珈琲プリンスと苦い恋の始まり
そこには丸椅子やナイトテーブルなんかが貼られ、名刺以外にも鉛筆のようなシャーペン軸まで作ってあった。


「大きな木だったから、まだまだ何かが作れそうでワクワクしています」


バンダナを頭に巻いた彼女はニコッと笑いながらそう言う。


「……あの、俺の注文も受けて貰えそうですか?…実は、この木は俺の好きな人が以前住んでた家の庭にあったものなんです。

彼女の名前もこの木から付けられたそうで、彼女や彼女の家族にとっては、大事な宝物みたいな存在だったと思うんです」


俺は菰田さんに切ることになった経緯を説明し、あの木が再生して生まれ変わった品物を彼女に贈りたいんだ…と話した。


「素敵な考えですね。
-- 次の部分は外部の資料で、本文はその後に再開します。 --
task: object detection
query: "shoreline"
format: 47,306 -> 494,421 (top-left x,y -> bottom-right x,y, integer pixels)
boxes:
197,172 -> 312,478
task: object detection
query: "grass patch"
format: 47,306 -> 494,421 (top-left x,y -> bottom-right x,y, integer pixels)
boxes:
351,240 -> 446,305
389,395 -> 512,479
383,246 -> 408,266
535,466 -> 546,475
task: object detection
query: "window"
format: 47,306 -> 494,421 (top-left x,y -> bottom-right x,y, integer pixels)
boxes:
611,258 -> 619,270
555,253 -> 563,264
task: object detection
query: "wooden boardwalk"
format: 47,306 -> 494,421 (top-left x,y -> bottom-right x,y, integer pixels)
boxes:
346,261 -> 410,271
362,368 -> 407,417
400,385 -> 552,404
私がその人なら絶対に嬉しい筈です」


注文が来ているもの以外は、全て俺の注文に使いましょう、と言ってくれ、「何を作ったらいいですか?」と問い合わせてきた。


俺は此処に来るまでの間、ずっと思っていた物の話をした。 

彼女は手を叩いて「素敵!」と歓び、「他にも何点か別の物を考えましょう」と言ってくれた。


夕方近くまで話し込んでいた所為で、店に帰るのが翌日になってしまったんだ。